The tariffs were smaller than many industry executives had expected - 2.9 to 4.73 percent - which could blunt their effect on sales. But the decision was nonetheless likely to be seen as a milestone because of its implications for international trade, renewable energy and American manufacturing.
With China and trade policy both critical issues in presidential campaign politics, the imposition of tariffs by the Obama administration seems certain to be used by the president's backers as evidence that he is getting tough with Beijing, while opponents might see an opportunity to criticize it as meddlesome industrial policy.
(The typical election rhetoric!)
But the decision was actually made by civil servants in a quasi-judicial process that is designed to be insulated from political pressures. The Commerce Department sent notification of the decision on Tuesday to a coalition of seven solar panel manufacturers that had sought the tariffs, according to SolarWorld, the company that led the coalition. The department, which planned to publicly announce the decision later in the day, declined to comment before then.
Whatever the political spin proponents or critics might want to put on it, there is no question that solar panels from China now dominate the American market, with a market share of about 50 percent; panel makers based in the United States represent 29 percent of the market. American imports of Chinese solar panels have soared from $21.3 million in 2005 to $1.15 billion in 2010 and $2.65 billion last year.
While American manufacturers oppose the imports, users of solar energy have benefited from low- cost solar panels from China. Globally, the Chinese panels have driven down the cost of solar energy by two-thirds in the last four years, narrowing but not eliminating the wide price gap that used to separate solar power from electricity generated by burning fossil fuels.

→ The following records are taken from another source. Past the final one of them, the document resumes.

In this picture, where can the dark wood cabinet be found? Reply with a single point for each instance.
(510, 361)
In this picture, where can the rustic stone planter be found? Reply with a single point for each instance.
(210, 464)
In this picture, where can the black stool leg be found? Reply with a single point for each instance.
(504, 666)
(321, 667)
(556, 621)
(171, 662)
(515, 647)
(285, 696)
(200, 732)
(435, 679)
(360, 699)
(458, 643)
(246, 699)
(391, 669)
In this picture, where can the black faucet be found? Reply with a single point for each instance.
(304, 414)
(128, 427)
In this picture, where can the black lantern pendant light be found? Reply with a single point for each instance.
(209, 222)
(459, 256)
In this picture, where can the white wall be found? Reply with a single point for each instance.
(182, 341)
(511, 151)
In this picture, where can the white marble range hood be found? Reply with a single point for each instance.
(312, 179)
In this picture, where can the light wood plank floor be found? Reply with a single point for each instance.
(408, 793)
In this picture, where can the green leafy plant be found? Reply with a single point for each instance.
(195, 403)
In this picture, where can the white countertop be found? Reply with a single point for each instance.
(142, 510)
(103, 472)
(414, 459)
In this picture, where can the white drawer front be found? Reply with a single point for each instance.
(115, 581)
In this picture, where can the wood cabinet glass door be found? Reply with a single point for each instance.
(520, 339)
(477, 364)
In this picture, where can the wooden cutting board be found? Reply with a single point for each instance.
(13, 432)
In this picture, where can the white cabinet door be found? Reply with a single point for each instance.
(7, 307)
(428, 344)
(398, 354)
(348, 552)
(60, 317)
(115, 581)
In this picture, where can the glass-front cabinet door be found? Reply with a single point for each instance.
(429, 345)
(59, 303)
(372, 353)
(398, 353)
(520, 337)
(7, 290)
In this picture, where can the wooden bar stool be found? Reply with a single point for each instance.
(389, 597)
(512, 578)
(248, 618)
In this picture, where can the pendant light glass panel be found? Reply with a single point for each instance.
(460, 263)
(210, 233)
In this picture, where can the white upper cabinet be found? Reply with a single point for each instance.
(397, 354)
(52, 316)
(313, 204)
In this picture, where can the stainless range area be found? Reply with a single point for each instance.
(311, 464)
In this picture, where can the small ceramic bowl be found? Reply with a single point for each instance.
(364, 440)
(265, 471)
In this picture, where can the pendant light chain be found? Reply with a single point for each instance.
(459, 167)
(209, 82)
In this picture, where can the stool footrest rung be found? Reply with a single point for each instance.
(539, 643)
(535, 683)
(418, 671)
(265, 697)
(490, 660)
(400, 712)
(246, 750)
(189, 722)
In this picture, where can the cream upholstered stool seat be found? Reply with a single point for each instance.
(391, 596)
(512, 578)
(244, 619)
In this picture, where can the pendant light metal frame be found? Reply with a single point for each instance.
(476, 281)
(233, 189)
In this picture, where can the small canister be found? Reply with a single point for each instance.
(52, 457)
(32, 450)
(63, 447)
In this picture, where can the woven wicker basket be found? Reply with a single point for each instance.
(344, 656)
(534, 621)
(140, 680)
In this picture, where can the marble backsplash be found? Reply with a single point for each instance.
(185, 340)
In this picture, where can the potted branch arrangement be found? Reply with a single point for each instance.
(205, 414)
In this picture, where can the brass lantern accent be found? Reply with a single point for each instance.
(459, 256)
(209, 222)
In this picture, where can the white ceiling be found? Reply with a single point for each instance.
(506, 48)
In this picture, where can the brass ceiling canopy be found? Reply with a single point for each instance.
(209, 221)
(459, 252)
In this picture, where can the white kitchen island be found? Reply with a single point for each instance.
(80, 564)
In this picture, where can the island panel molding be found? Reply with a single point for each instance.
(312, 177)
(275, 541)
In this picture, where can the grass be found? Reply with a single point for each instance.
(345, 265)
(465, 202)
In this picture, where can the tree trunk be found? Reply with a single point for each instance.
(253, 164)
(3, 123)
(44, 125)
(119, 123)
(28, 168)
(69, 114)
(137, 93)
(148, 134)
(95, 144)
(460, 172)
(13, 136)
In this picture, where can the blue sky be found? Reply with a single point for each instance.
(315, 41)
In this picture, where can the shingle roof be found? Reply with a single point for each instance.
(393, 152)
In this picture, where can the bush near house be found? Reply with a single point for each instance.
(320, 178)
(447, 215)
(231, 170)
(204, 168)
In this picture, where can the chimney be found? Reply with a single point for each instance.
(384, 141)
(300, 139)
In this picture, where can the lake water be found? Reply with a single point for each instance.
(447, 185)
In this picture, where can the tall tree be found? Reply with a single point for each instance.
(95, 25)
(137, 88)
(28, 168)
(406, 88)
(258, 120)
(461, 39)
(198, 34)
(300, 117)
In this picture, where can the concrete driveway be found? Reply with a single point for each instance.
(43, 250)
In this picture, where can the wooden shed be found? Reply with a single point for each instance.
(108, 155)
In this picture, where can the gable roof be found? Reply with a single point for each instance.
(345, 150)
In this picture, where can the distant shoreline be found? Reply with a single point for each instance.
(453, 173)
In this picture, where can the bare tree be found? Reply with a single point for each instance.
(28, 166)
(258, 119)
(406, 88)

Plunging prices and widespread government subsidies for buyers of solar panels have produced a global boom in solar energy. But that boom has held few benefits for the American industry: the plunging prices led to the bankruptcy of three American solar panel manufacturers last August.
One of the failures was Solyndra, which cost the federal government roughly $500 million in loan guarantees. Solyndra's collapse has been the subject of a continuing investigation by Congressional Republicans, who contend that the Obama administration should not have lent so much money for an unproved clean energy program. In other words if it's not a fossil fuel the republicans want nothing to do with it...At least that's the message it sends me!